The invention discloses a data processing system for a wireless receiving and transmitting platform, which belongs to the technical field of data processing and specifically comprises the following steps: taking absolute values of all elements in an initial signal sequence, adding 1 to operate, storing symbol sequences corresponding to all the elements, performing log operation on the operated elements to log elements, and respectively extracting differences between the log elements and the previous log elements to obtain a difference sequence; mapping the difference value sequence through the set quantization factors to obtain a quantization difference value, setting a quantization interval, extracting the quantization difference value with the value exceeding the quantization interval, and assigning a value; restoring the assigned difference sequence to obtain a secondary signal sequence, calculating a secondary difference sequence corresponding to the secondary signal sequence again, and adding a first log element to the secondary difference sequence to obtain a quantized sequence; the invention not only improves the accuracy of data compression, but also reduces the byte quantity of data transmission.

Description

Data processing system for wireless receiving and transmitting platform

Technical Field

The invention relates to the technical field of data processing, in particular to a data processing system for a wireless transceiver platform.

Background

With the development of wireless communication, the data transmission amount of various forms is rapidly increased in geometric order, and the demand for data transmission is increased, in the process of data transmission, data is often required to be compressed to reduce the byte amount of data transmission and improve the data transmission rate, and as a common encoding method, differential encoding (differential encoding) refers to encoding of a digital data stream, wherein each element is represented as a difference between each element and the previous element except the first element; when the difference between the elements is large, obvious compression and improvement of calculation efficiency cannot be achieved;

therefore, when the element difference value dispersion is large, a quantization factor is generally set for storage, so that compressed data can be stored with fewer bits, and all the difference values are fixed in a certain range; however, if the difference is too large or too small, quantization errors are caused when the difference exceeds the quantization interval, and the quantization interval is set too large to solve the problem, so that the compression meaning is lost; therefore, if a quantization error occurs in one data, the following data will be restored on the wrong data in the restoring process, so that the error occurring before can be accumulated all the time, and all the following data are affected.

Disclosure of Invention

The invention aims to provide a data processing system for a wireless receiving and transmitting platform, which solves the following technical problems:

if quantization errors occur in one data, the latter data is restored on the wrong data in the restoring process, so that the errors occurring before are accumulated all the time, and all the latter data are affected.
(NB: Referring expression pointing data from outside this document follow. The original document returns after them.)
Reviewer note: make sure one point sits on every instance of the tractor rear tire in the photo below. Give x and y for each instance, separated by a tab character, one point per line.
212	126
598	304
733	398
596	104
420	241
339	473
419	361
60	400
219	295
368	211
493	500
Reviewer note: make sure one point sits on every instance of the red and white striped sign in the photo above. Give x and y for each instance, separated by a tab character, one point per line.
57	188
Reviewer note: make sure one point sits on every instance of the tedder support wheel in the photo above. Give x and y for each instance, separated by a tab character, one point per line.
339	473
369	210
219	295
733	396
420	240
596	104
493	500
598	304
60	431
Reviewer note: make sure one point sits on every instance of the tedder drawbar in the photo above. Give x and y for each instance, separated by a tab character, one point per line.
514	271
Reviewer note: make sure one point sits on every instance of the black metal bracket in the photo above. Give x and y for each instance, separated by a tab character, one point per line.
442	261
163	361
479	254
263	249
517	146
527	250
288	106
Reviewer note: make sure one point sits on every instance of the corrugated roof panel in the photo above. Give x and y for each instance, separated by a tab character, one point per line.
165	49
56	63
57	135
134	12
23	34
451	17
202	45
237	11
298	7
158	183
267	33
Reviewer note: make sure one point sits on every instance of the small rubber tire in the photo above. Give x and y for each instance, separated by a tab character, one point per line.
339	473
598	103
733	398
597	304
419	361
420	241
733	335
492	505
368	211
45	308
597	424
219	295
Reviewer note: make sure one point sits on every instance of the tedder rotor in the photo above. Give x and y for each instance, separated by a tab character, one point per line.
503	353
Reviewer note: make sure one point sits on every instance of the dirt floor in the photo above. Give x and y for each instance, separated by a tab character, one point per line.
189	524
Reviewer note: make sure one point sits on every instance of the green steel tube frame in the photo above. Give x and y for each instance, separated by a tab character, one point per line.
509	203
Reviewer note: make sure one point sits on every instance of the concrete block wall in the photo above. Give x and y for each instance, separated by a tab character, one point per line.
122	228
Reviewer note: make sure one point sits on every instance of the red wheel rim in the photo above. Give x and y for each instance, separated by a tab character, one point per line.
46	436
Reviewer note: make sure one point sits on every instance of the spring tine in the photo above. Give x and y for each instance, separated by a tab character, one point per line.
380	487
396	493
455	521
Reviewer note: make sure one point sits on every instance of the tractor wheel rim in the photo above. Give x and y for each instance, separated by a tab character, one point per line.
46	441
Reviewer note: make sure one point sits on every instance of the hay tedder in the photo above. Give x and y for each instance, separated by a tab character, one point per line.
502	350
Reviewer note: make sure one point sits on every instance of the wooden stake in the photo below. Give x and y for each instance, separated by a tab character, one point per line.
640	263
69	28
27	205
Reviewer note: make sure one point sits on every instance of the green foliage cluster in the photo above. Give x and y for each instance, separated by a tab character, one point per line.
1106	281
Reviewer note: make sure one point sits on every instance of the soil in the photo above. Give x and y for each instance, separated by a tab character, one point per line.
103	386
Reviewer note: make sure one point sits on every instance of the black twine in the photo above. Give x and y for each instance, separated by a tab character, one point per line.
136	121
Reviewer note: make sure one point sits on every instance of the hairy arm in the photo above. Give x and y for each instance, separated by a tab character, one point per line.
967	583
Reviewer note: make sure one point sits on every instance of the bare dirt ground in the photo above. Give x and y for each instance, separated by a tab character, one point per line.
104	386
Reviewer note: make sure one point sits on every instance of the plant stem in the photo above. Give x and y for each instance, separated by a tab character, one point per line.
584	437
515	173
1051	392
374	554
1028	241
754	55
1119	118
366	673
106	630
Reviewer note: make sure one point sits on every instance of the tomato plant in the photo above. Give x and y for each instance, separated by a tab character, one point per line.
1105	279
The aim of the invention can be achieved by the following technical scheme:

a data processing system for a wireless transceiver platform, comprising the steps of:

taking absolute values of all elements in an initial signal sequence, adding 1 to operate, storing symbol sequences corresponding to all the elements, performing log operation on the operated elements to log elements, and respectively extracting differences between the log elements and the previous log elements to obtain a difference sequence;

mapping the difference value sequence through the set quantization factors to obtain a quantization difference value, setting a quantization interval, extracting the quantization difference value with the value exceeding the quantization interval, and assigning a value;

and restoring the assigned difference sequence to obtain a secondary signal sequence, calculating a secondary difference sequence corresponding to the secondary signal sequence again, and adding a first log element to the secondary difference sequence to obtain a quantized sequence.

As a further scheme of the invention: the device also comprises a quantization reduction module, wherein the quantization reduction module is used for reducing the quantization sequence, and the specific process is as follows:

sequentially decompressing the quantized sequence, carrying out inverse log operation on the first log element and subtracting 1 to obtain a first bit element, sequentially carrying out inverse mapping on the difference value in the secondary difference value sequence through a quantization factor, adding the inverse mapped difference value and the first bit log element to obtain a current log element, carrying out inverse log operation on the current log element and subtracting 1 to obtain a value of the current element, obtaining a positive sign and a negative sign corresponding to the current element through the sign sequence, and sequentially calculating to obtain a decoded signal sequence.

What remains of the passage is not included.